As a well-to-do, internationally acclaimed actress, she is, nevertheless, a woman who comes back from a tour abroad totally dissatisfied with the men she’s been able to come across. It’s not that they aren’t handsome, rich, good dancers, or the like. But she wants someone interesting, an intellectual equal, and a little old-fashioned charm wouldn’t hurt. Her usual circles don’t appear to be a ready breeding ground for such types.

Anna’s emotionally involved sister — married to a high-ranking official — questions why she has never settled on a man. Perhaps her standards are just too high (don’t listen to her Ingrid!). No matter, it looks to be another dull evening out on the town at a foreign dinner. The speaker is no doubt a snooty new candidate for NATO. It’s a high-class bore.

However, the stuffy ordeal all of a sudden gets a lot more swoon-worthy for everyone involved when Cary Grant walks through the front door. We’ve all but been guaranteed a diverting evening. So Margaret, ever prying into her sister’s affairs, gets set to play a bit of a matchmaker, relishing the setup, and the predictable outcomes. We have our story. Grant being charming and Bergman enjoying his company while still remaining aloof. He’s almost too good to be true. What of skeletons in his closet?

Dare I say, it’s all inconsequential, lest you get the wrong impression? Because there’s no doubt about it. The plot is facile. The conflict is thin. On the other hand, the tete-a-tete is most agreeable. One would habit a guess, without our stars, the picture would be quite flat. With them, all of a sudden, characters and the subsequent story is given texture. Their chemistry is present before the picture begins, and it exits with them after the final curtain. This is one of the keys.

Stanley Donen doesn’t have to do too much touch-up around his already spectacular talent, but he does utilize a split-screen to conveniently mollify the production codes, with the two lovers sharing a telephone conversation in their respective beds. Nora Ephron purportedly loved this movie thus, When Harry Met Sally got much the same treatment. It can be seen as another homage just as Sleeping in Seattle came out of the tradition of An Affair to Remember.

In Indiscreet they occupy themselves talking about the mundane things from the weather, to playing the violin, elder statesmen, and lamb chops. We don’t care all that much because the bottom line is spending time with Cary and Ingrid. There is Grant’s mild reveal. He’s got a big secret. Well, it’s not too big, but I’ll avoid spoiling it all the same.

If Fred Astaire’s dancing is immaculate, then Grant’s is equally so for entirely different reasons.  It’s not from any amount of meticulous choreography, but his spry and innumerable graces. He always walked this phenomenal thin line between suavity and comic pratfalls, no doubt learned in his early days as an acrobat.

His physical prowess hasn’t atrophied, aiding him splendidly on the dance floor in Indiscreet, through every step of his flailing, jumping jig. What’s more, Bergman, eyeing him with an unfettered look of disdain, is equally important. There’s no question it’s a defining scene in an unassuming trifle of a rom-com.

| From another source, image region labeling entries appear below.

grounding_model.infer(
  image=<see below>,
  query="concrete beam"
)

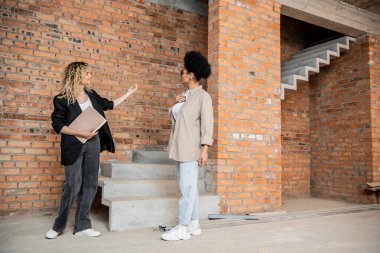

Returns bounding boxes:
[277,0,380,37]
[145,0,208,17]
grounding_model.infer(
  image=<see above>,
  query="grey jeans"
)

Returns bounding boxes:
[53,135,100,233]
[176,161,199,226]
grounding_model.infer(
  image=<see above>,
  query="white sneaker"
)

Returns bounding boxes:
[75,228,100,237]
[161,225,191,241]
[45,229,61,239]
[187,220,202,235]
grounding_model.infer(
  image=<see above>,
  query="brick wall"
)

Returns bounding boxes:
[281,82,310,197]
[208,0,281,213]
[0,0,207,213]
[368,35,380,182]
[281,16,310,197]
[310,36,378,202]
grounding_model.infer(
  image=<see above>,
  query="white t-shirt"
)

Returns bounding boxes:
[172,90,189,120]
[79,98,93,112]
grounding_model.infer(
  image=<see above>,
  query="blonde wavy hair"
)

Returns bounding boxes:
[60,62,91,104]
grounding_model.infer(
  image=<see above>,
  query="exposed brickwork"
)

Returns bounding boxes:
[0,0,207,212]
[281,82,310,197]
[310,37,373,202]
[368,35,380,182]
[208,0,281,214]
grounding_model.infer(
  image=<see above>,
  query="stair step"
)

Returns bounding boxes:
[300,36,355,53]
[291,43,340,60]
[100,162,206,179]
[281,58,330,72]
[98,176,206,199]
[105,194,220,231]
[132,150,175,164]
[283,50,337,65]
[281,66,319,76]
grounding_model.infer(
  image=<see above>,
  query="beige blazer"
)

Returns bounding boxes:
[168,86,214,162]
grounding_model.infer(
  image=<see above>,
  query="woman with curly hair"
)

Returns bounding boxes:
[161,51,214,241]
[45,62,137,239]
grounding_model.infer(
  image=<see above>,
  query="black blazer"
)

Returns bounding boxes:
[51,90,115,165]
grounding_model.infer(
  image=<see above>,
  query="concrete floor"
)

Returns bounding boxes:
[0,199,380,253]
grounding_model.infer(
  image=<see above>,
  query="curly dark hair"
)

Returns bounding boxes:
[184,51,211,81]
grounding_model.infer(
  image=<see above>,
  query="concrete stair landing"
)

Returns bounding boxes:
[98,151,219,231]
[281,36,355,99]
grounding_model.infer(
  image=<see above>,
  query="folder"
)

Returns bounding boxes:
[69,106,107,143]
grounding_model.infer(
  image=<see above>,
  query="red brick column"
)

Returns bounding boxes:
[208,0,281,214]
[368,35,380,185]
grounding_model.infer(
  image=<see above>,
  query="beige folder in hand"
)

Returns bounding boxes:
[69,106,107,143]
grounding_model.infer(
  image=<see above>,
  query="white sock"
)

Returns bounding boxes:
[190,220,199,226]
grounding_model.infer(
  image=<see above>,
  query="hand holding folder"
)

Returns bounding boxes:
[69,106,107,143]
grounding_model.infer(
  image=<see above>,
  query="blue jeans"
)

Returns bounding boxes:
[176,161,199,226]
[53,135,100,233]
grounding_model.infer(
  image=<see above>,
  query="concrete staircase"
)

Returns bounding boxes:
[98,151,219,231]
[281,36,355,99]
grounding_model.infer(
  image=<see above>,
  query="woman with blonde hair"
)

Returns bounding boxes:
[45,62,137,239]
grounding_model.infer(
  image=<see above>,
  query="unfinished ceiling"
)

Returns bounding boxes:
[341,0,380,15]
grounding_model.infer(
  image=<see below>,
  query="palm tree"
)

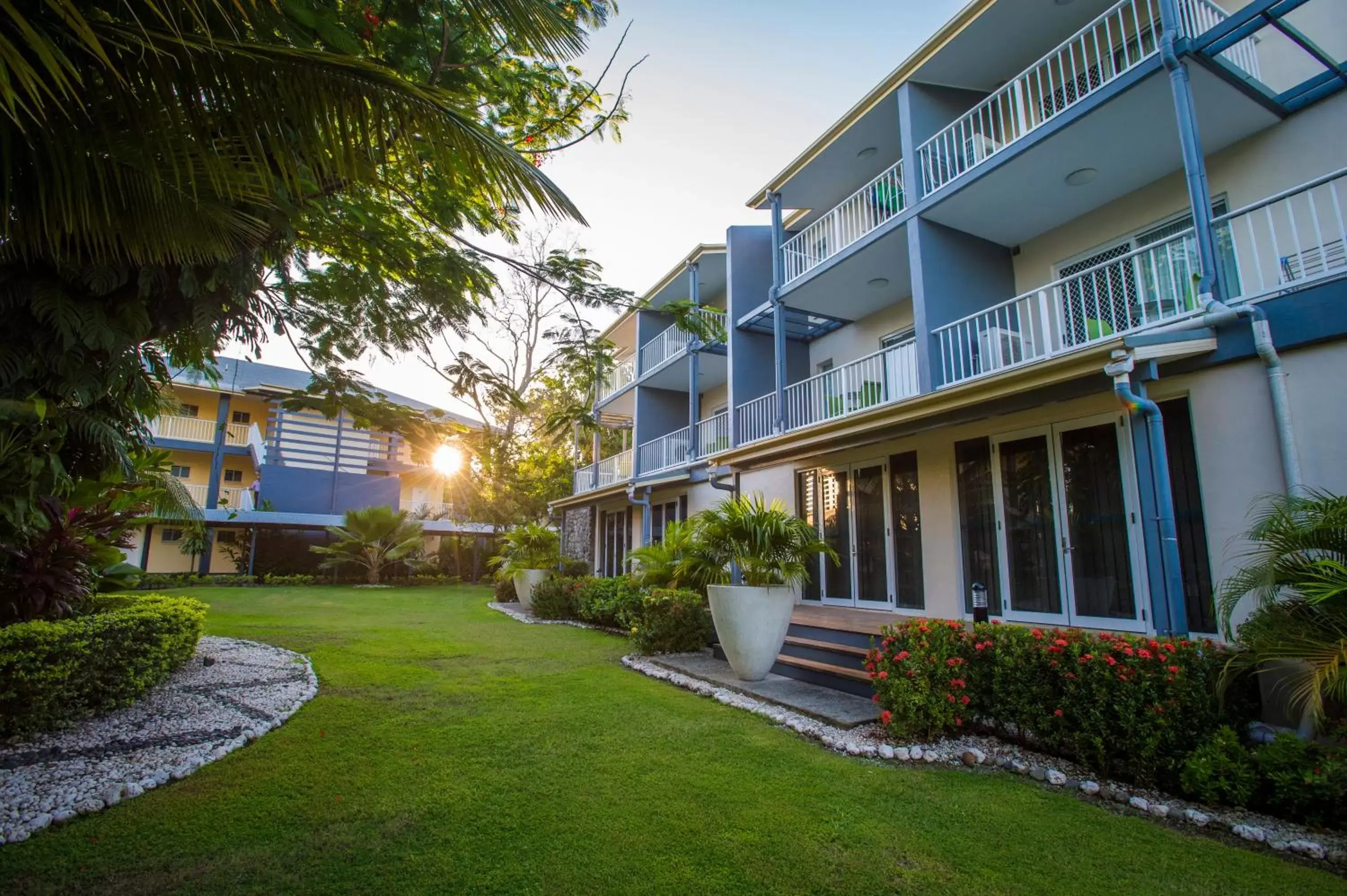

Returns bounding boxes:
[678,495,841,588]
[308,507,426,585]
[1219,492,1347,721]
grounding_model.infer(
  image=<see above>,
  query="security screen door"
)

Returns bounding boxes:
[991,415,1145,631]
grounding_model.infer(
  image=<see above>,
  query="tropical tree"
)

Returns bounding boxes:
[678,495,841,588]
[0,0,636,543]
[308,507,428,585]
[1219,492,1347,722]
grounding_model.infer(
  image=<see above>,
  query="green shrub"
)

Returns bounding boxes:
[492,574,519,604]
[533,575,585,619]
[867,620,1253,786]
[578,575,641,632]
[1179,725,1258,806]
[632,588,711,654]
[0,594,206,737]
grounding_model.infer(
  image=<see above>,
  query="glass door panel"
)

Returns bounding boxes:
[819,469,853,604]
[851,462,889,604]
[997,434,1061,616]
[1059,422,1137,620]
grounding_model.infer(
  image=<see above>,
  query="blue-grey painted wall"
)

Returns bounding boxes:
[725,226,776,439]
[261,464,401,514]
[908,215,1016,392]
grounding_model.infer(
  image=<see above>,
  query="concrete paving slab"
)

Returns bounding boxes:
[647,651,880,728]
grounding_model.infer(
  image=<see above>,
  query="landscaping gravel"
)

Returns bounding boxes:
[622,656,1347,872]
[0,636,318,843]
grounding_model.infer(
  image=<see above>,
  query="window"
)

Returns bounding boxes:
[1160,397,1216,632]
[954,438,1001,616]
[889,452,925,611]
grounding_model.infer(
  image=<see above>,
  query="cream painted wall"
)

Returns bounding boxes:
[810,298,912,376]
[1013,93,1347,290]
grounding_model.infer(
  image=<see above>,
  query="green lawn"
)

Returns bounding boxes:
[0,588,1347,896]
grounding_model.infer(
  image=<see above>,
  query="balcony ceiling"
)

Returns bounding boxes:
[924,65,1277,246]
[781,225,912,321]
[912,0,1118,93]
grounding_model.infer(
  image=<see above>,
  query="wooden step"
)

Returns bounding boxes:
[776,654,870,683]
[785,635,870,658]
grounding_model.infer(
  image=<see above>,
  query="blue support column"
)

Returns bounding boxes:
[768,193,787,432]
[687,261,702,461]
[1160,0,1224,303]
[197,395,229,575]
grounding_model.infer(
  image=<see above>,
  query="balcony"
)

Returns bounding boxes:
[916,0,1239,195]
[781,159,905,284]
[734,339,920,444]
[932,168,1347,385]
[598,358,636,401]
[150,415,257,444]
[571,449,636,495]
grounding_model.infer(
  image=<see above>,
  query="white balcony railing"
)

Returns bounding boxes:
[1179,0,1262,78]
[917,0,1161,195]
[150,415,216,444]
[1212,168,1347,300]
[636,426,692,476]
[932,228,1199,385]
[696,411,730,457]
[781,159,905,283]
[598,358,636,401]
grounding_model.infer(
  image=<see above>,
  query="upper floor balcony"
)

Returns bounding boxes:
[781,159,905,285]
[916,0,1258,195]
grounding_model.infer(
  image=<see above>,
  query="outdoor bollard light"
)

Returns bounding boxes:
[973,582,987,623]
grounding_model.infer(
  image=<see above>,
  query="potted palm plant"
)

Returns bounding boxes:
[489,523,562,611]
[678,495,839,682]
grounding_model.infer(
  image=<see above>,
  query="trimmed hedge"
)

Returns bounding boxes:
[866,619,1255,788]
[0,594,206,737]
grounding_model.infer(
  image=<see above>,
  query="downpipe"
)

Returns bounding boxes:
[1103,354,1188,636]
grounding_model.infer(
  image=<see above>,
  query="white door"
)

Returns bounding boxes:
[991,413,1146,631]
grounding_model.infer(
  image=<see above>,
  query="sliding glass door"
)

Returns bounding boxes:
[991,415,1145,629]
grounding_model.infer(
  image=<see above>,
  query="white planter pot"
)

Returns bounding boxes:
[706,585,795,682]
[513,570,552,613]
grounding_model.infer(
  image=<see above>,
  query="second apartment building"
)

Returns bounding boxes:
[559,0,1347,671]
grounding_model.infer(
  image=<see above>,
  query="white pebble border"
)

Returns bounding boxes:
[622,655,1347,870]
[486,601,626,636]
[0,636,318,843]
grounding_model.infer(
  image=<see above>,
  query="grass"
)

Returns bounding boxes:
[0,588,1347,896]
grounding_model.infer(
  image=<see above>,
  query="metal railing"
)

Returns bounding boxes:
[1212,168,1347,300]
[1179,0,1262,78]
[784,341,919,431]
[636,426,692,476]
[781,159,905,283]
[932,228,1200,385]
[696,411,730,457]
[917,0,1162,195]
[598,449,634,488]
[150,413,216,442]
[598,358,636,401]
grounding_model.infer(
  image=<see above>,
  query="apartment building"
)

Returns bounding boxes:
[558,0,1347,693]
[128,358,490,574]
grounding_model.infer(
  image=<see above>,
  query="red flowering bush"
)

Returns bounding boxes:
[867,620,1254,786]
[865,619,977,740]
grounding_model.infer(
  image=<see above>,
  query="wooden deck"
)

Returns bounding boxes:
[791,604,902,635]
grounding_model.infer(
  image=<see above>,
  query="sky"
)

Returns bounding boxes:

The final act is consumed with Anna’s attempt at a bit of friendly revenge. She puts on a pitiful charade to get back at her masquerading lover, engaging the services of her in-house help. The final punchline is a genuine amount of sincerity coming over the man as the clock strikes 12. Why you ask? Because we want a happy ending.

It’s a strange sensation to see Cary Grant’s profile in an embrace, with Ingrid’s head nestled on his shoulder, smiling off past the camera. I felt like I’ve seen this all before somewhere. Was it in Notorious, An Affair to Remember, North by Northwest, Charade? Maybe it was all of the above. It never gets old. When the greats get together, it’s not always perfection; sometimes all we’re looking for is diverting entertainment.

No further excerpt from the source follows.